Les Secteurs d'améliorations rurales d'Algérie

Une population sans cesse croissante

Sans doute, quand le Gouverneur général Chataigneau lança le 18 avril  1946 les Secteurs d'améliorations rurales (il entreprit là une de ces tâches qui suffisent à l'honneur d'un homme) ne voyait-il pas aussi loin. Son objectif était simplement d'apporter un remède au problème démographico-économique de l'Algérie. Nous avons apporté à ce pays la paix intérieure et l'hygiène. Il en est résulté un accroissement  quasi géométrique de la population autochtone. Les chiffres suivants sont éloquents.

1830

1 500 000 habitants

1926

5 115 000 habitants

1931

5 588 000 habitants

1936

6 247 000 habitants

1949

8 000 000 habitants

Ce mouvement n'est pas arrêté. Si aucune catastrophe n'intervient, ce qu'à Dieu ne plaise, la population autochtone algérienne aura encore doublé en 1960.

Cette population possède la plus grande partie des terres cultivables d'Algérie : 9 200 000 hectares sur 11 600 000. Malheureusement comme nous l'avons dit, elle les cultive dans l'ensemble fort mal (la Kabylie est absolument une exception ; cet immense verger de Kabylie évocateur de l'Hellade). Nous serions tenté de dire que les autochtones cultivent mal avec obstination. Nous nous rappellerons toujours ces Fellahs du bassin versant de l'Oued Fodda se refusant à labourer selon les courbes de niveau et suivant au contraire la plus grande pente. Dans ce paysage érodé, presque lunaire, où la roche perçait sans cesse la maigre terre, c'était douloureux de voir l'homme contribuer à la dégradation du sol. Nous évoquions certains de ces paysans noirs ou asiatiques si industrieux à édifier des terrasses, à retenir le sol.

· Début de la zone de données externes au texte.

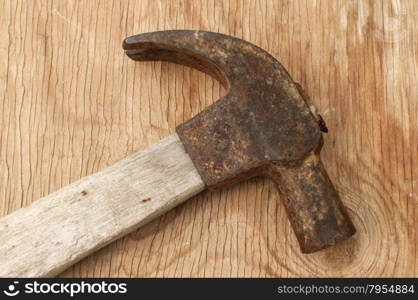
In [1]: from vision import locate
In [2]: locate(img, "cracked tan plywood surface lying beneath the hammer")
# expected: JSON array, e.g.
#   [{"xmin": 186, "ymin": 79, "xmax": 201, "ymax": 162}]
[{"xmin": 0, "ymin": 0, "xmax": 418, "ymax": 277}]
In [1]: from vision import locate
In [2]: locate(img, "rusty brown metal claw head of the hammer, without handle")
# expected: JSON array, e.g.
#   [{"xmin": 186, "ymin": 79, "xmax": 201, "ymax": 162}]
[{"xmin": 123, "ymin": 30, "xmax": 355, "ymax": 253}]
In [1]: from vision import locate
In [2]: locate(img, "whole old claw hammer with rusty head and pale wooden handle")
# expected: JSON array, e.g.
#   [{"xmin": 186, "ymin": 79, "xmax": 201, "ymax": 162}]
[{"xmin": 0, "ymin": 30, "xmax": 355, "ymax": 277}]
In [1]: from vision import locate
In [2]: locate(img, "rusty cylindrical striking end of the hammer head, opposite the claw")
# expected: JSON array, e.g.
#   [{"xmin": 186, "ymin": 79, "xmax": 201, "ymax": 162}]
[{"xmin": 268, "ymin": 154, "xmax": 356, "ymax": 253}]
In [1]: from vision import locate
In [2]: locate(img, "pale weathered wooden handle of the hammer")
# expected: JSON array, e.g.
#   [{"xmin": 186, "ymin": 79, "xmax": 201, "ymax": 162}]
[{"xmin": 0, "ymin": 134, "xmax": 204, "ymax": 277}]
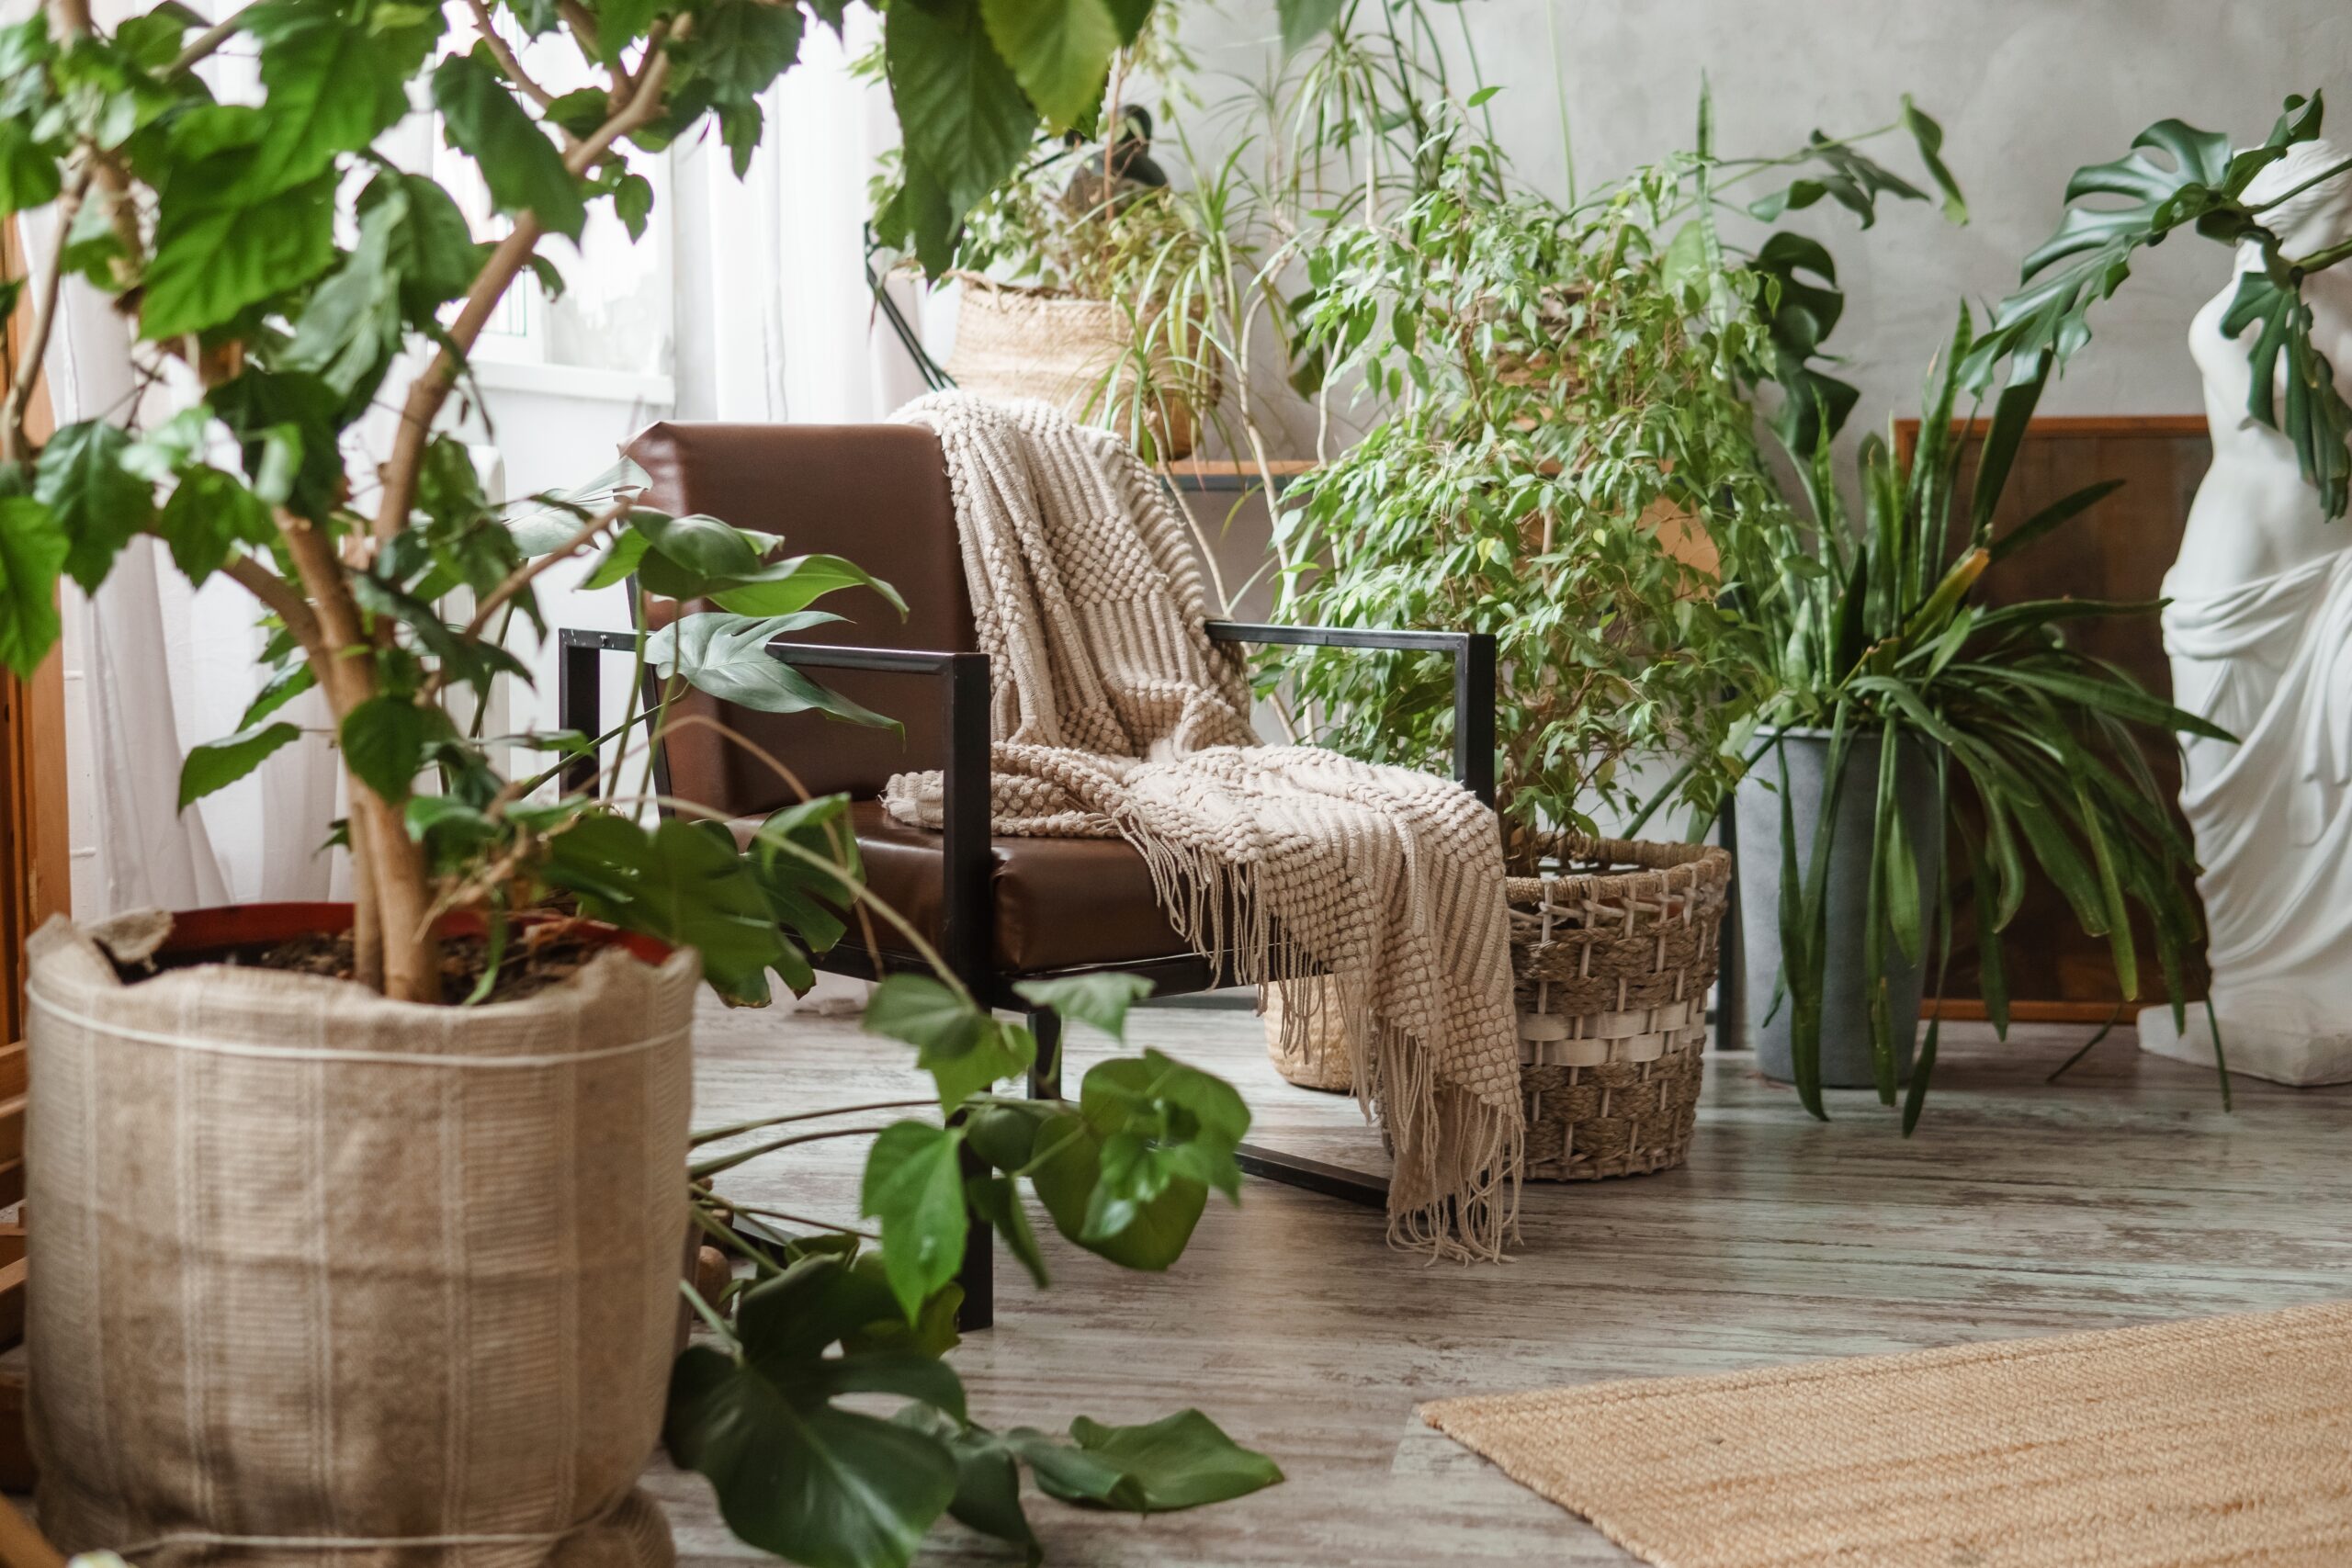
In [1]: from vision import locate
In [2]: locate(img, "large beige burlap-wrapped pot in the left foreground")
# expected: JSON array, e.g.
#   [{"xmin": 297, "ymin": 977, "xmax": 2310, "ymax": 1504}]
[{"xmin": 26, "ymin": 905, "xmax": 698, "ymax": 1568}]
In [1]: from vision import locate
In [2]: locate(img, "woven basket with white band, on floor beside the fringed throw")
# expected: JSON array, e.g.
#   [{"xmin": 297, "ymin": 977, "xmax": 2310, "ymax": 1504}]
[{"xmin": 1505, "ymin": 840, "xmax": 1731, "ymax": 1182}]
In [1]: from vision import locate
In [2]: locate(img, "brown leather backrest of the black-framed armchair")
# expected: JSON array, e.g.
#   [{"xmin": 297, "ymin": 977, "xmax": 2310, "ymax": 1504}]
[{"xmin": 628, "ymin": 423, "xmax": 978, "ymax": 816}]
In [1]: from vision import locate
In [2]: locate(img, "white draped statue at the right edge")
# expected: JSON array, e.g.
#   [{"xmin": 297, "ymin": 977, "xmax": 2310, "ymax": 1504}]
[{"xmin": 2141, "ymin": 141, "xmax": 2352, "ymax": 1084}]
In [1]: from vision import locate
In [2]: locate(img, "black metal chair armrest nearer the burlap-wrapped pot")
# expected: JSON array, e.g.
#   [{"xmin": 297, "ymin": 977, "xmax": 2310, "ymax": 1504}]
[{"xmin": 555, "ymin": 627, "xmax": 995, "ymax": 989}]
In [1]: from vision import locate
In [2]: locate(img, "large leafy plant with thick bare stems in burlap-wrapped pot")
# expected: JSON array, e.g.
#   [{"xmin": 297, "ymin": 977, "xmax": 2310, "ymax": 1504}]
[{"xmin": 0, "ymin": 0, "xmax": 1272, "ymax": 1563}]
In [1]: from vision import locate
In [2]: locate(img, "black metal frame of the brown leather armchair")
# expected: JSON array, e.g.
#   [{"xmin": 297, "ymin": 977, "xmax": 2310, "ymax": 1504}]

Est-ce la religion, la race, l'une et l'autre de pasteurs migrants, plus que de cultivateurs ? Le Fellah n'a pas le sens de la terre. Nomade mal fixé, elle n'est pour lui qu'un lieu transitoire. Cet homme qui voulait labourer dans le sens de la plus grande pente, ne nous demandait-il pas, à nous qui prétendions lui apprendre à mieux cultiver, qu'on l'exproprie ? Il n'avait pas cet enracinement au sol qui fait le vrai paysan.

Ne nous étonnons pas de la faiblesse des rendements. Sans doute les belles années, quand Allah le veut, la terre est généreuse. Mais ces cultures archaïques ne peuvent supporter aucun accroc. Quatre années sur cinq, elles ne donnent à peu près rien. Nous avons vu, dans des coins de steppe, entre Aflou et Laghouat ou encore aux environs de M'Sila des Fellahs s'obstiner à ensemencer en blé des terres qui ne leur procurent pas une récolte tous les dix ans.